The children were shown two fossils; a trilobite and a Megalodon shark tooth. This was our week of thinking about life in the oceans from the first life of single cell creatures to the evolution of much bigger sea life.
The Ammonite fossil was passed around and children remarked on its small size. We talked about what a fossils are and how they were formed; how over time the hard parts of the ammonite were embedded in the rock.
One child said 'So we dig them up like dinosaur bones?'
We thought about the size of the trilobite and how small life had been in the seas; one girl had been to the science museum and brought in a cuddly e-coli and this tied in well to our discussion as we thought about size of the e-coli bacteria living in our intestines.

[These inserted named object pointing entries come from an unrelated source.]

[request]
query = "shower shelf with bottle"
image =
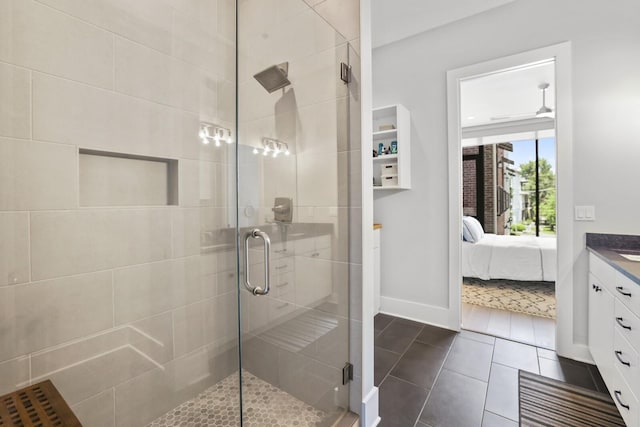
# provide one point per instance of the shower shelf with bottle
(391, 148)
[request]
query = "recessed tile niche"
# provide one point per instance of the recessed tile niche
(116, 179)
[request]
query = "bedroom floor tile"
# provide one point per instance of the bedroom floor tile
(492, 420)
(400, 402)
(524, 328)
(444, 381)
(470, 358)
(516, 355)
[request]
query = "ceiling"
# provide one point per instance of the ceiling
(394, 20)
(515, 93)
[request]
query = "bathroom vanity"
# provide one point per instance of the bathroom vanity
(614, 317)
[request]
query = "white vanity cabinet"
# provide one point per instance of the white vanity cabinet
(614, 334)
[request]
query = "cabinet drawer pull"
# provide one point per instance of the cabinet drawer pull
(618, 393)
(618, 354)
(620, 289)
(619, 320)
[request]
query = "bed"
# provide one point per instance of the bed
(524, 258)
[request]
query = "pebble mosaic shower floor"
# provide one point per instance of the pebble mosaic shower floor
(264, 406)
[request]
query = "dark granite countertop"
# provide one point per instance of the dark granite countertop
(608, 247)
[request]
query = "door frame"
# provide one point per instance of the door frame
(561, 54)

We compared small sea life to the Megladon shark – one of the biggest sharks to have ever lived. The Megladon grew up to 18m; we got the tape measure out and measured each child – each child was on average 1 metre tall. So the children lay, in the classroom, head to toe as 1 metre measures and we only got to 9 before we had run out of space and that is ONLY half the length of the Megladon shark! The children all got to pass the tooth of a Megladon shark around the circle. It was 7cm in length and we all agreed that we would not like to swim in the sea and meet one!
On Tuesday we made pancakes. We thought about where the ingredients came from; this made us think about wheat and what food grows up from the ground, what grows under ground and what food we pick from trees.
The best part was pouring maple syrup on our pancakes and eating them!